On holiday: Teens & Twenties writer spends holiday break in England

 Commentary by Candace Hall
Times-News correspondent

This is a view of St. Mary's Anglican Church in Rye, East Sussex. / Photo by Candace Hall, Times-News correspondent

As very accomplished dreamers, my two friends and I had the vision of spending two enchanted weeks in England with our college mentor down to perfection.

As can be expected, the dream did not quite fit the reality. In fact, the first day, which included dragging our luggage up and down the streets, stairs and subways of London, getting lost multiple times and an introduction to what the term “jet lag” really means — switched the fairy tale dream into a frantic desire to simply survive.
But we did survive and we even enjoyed that first week in London like the proper literary enthusiasts that we are. We took day trips to Chawton (the location of Jane Austen’s house museum), Bath and Oxford. We located the Eagle and Child pub where the literary giants C.S. Lewis and J.R.R. Tolkien frequented.

We went shopping on Portobello Road, ate dinner at the Sherlock Homes Pub in Westminster, London, toured the museums, and generally wore ourselves into a state of complete physical and mental exhaustion.

And then, there was Rye: a quiet, medieval artist colony in East Sussex not far from where the Battle of Hastings took place. We decided to spend our second week in Rye because our college mentor lived there for a short time when she was studying in England during her own college days.
After the mad rushing in London, I barely left our rented apartment for three days.
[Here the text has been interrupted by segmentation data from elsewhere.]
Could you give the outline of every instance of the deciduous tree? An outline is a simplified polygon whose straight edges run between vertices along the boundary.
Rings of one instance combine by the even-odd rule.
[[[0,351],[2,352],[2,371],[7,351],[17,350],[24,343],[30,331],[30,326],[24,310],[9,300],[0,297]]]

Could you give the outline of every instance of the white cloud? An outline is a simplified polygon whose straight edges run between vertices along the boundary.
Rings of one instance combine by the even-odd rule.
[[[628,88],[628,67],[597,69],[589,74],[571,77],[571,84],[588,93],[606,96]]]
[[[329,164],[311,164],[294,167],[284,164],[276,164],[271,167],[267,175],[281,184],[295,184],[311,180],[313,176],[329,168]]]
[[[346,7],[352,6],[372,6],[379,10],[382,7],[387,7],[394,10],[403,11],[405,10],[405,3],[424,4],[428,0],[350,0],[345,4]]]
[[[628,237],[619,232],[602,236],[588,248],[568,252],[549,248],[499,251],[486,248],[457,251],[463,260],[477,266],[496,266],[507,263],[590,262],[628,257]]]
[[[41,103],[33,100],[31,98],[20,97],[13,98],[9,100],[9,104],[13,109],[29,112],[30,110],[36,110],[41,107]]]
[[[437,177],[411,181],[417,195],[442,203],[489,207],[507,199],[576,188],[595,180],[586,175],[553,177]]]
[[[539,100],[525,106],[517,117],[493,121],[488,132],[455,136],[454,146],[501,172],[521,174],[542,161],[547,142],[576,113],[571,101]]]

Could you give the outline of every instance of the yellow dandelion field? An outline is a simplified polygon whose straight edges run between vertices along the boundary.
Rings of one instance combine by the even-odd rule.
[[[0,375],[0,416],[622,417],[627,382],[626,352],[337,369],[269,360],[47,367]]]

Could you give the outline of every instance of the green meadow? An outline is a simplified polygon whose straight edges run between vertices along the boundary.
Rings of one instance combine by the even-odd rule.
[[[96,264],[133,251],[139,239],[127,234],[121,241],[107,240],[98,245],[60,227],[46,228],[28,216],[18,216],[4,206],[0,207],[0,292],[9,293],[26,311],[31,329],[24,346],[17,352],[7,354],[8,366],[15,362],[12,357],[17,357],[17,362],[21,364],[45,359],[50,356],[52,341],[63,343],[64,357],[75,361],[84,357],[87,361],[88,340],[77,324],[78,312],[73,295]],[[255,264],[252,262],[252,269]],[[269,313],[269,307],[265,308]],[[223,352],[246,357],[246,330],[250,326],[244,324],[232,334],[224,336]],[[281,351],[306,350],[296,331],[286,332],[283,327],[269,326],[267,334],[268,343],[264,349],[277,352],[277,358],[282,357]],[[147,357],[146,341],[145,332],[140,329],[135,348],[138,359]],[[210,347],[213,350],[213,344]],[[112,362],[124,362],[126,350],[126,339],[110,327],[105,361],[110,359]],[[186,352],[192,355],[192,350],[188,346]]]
I parked myself on the sitting room couch and read the gothic novel that had been battered in my backpack and shoved under the bed for a week.

Because Rye is a coastal town, I woke up to the sound of seagulls every morning and saw the red sun rising over the marshes and sheep pastures.

When I finally did venture out of our apartment, our mentor took us exploring up and down the cobblestone streets. We attended Christmas services at the local Anglican Church, which had stood on the highest hill in Rye since the twelfth century. There were Christmas lights lining all the local shops and people roaming around just like we were.

Everyone was kind and welcoming. For some strange reason, we did not feel like tourists.
On the last evening we were in England, as we sat all night in the airport terminal surrounded by a mountain of luggage, I realized that there did end up being something special about England, even though it was not the way I imagined it being.

London was nice to visit, but a week of the hectic pace was enough for a lifetime. But Rye was the type of place that made you stop and really see the world around you. Such places seem to be rare now, which makes me treasure the memories even more.

Candace Hall is finishing her Associates Degree at Alamance Community College and is a Teens & Twenties writer.